Written By Qasim Swati (United Kingdom)
The low fuel stocks, lack of fresh water, food shortages, paucity of medicines and other medical facilities, the loss of jobs and businesses, the closures of many educational institutions, both the deliberate and mistaken killings of civilians, the destruction of the country’s infrastructure and the violations of various human rights have turned the whole of Yemen into ‘Hell on Earth’.
The innocent people of the country suffer a lot at the hands of both warring and rival sides and their allies and supporters. Yemenis are forced to bear the brunt of and pay the price for the ongoing multi-sided conflict (the Yemeni Civil War) that started in late 2014 between two belligerent groups, one led by the Houthi armed movement, while the other being under the control of the Yemeni government led by Abdrabbuh Mansur Hadi, both supported by their respective supporters and allies.
Besides taking the lives of thousands of people, wounding and displacing a large number of more (many of them being civilians, including women, children, the elderly, the disabled, etc.), the current Civil War in Yemen has brought the country to the edge of collapse.
Apart from an outbreak of cholera, which has killed, at least, 2,500 people (58% being children), just as of October, 2018, while over 85,000 children alone lost their lives as a result of a catastrophic famine since 2016, as estimated in 2018, the country is now on the brink of another widespread famine, which can lead to the deaths of so many more people.

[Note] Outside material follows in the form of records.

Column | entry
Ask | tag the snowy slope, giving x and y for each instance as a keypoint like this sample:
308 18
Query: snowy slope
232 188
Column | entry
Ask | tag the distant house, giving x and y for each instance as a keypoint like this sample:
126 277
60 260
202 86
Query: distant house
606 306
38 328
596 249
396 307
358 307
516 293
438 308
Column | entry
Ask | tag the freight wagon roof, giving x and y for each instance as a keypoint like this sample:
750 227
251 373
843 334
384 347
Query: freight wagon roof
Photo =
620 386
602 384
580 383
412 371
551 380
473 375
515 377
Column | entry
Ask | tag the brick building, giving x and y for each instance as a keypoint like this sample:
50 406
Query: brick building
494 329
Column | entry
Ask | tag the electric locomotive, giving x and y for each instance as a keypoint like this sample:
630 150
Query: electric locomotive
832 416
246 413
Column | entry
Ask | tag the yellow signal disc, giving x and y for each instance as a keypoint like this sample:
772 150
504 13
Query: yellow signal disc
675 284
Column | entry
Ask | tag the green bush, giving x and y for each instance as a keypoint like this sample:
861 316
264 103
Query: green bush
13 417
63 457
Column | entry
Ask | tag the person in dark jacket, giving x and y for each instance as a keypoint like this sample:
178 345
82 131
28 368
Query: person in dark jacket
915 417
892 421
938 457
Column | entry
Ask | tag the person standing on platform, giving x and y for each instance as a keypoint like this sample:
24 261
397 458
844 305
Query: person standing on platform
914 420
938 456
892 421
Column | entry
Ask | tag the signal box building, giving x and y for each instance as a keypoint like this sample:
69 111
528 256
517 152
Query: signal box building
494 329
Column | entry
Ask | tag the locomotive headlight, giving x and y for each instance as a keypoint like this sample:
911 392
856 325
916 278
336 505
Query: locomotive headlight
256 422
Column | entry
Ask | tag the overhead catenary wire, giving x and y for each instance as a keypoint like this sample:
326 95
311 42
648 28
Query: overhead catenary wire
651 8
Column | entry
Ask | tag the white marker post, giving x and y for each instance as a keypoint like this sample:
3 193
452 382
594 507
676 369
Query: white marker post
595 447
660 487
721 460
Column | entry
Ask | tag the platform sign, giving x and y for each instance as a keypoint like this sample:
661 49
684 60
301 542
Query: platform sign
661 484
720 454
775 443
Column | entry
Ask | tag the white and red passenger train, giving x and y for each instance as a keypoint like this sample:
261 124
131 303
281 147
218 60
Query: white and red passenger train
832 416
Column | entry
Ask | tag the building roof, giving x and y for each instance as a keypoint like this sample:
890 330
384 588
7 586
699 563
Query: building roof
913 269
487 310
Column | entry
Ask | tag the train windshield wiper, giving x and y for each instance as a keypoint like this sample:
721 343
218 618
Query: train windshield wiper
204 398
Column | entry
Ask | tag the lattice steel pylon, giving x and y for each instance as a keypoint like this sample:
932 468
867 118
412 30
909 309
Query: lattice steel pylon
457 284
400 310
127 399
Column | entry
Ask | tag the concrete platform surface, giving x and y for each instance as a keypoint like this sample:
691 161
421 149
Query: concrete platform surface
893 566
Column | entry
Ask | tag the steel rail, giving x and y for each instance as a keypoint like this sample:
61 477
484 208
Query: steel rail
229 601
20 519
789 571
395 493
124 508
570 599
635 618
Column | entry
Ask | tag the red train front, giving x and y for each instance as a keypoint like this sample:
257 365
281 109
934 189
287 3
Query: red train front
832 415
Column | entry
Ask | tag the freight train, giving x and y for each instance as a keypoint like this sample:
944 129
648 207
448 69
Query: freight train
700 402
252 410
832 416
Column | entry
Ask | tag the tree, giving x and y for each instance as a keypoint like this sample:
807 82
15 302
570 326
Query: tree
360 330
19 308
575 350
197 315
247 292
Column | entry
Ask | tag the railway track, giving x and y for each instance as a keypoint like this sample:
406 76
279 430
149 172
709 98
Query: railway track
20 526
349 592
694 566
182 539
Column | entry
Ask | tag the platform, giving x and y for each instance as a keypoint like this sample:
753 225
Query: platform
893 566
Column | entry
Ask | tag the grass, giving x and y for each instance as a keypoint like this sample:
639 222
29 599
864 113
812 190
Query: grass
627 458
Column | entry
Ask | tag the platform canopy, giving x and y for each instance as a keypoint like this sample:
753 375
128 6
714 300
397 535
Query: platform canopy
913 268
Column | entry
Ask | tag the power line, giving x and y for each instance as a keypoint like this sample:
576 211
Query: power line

Another report, published in November, 2019, by the World Health Organisation’s Regional Office for the Eastern Mediterranean, says that around 3,886 people have died as a result of cholera in Yemen which is one of the worst humanitarian crises in the history of the world.
The World Food Programme announced on 20 October, 2020, as “Over 20 million Yemenis are food insecure, of which nearly 10 million are acutely food insecure, despite ongoing humanitarian assistance. The rate of child malnutrition is one of the highest in the world and the nutrition situation continues to deteriorate.
“Malnutrition rates among women and children in Yemen remain among the highest in the world, with more than a million women and 2 million children requiring treatment for acute malnutrition,” stated in the same report, while unveiling the dreadful famine situation in Yemen.
The ongoing Yemeni Civil War has made the situation worse by shelling and bombing the sources or supplies of water, farms, markets and storages of fruits, vegetables and other food and agricultural commodities and destroying the railways, electrical grids, roads, bridges, telecommunication system and such other components of the country’s infrastructure. As a result, the prices of the food have doubled or even skyrocketed more in some cases and some parts of the country, which has led to the nationwide poverty and brought the country to the edge of starvation.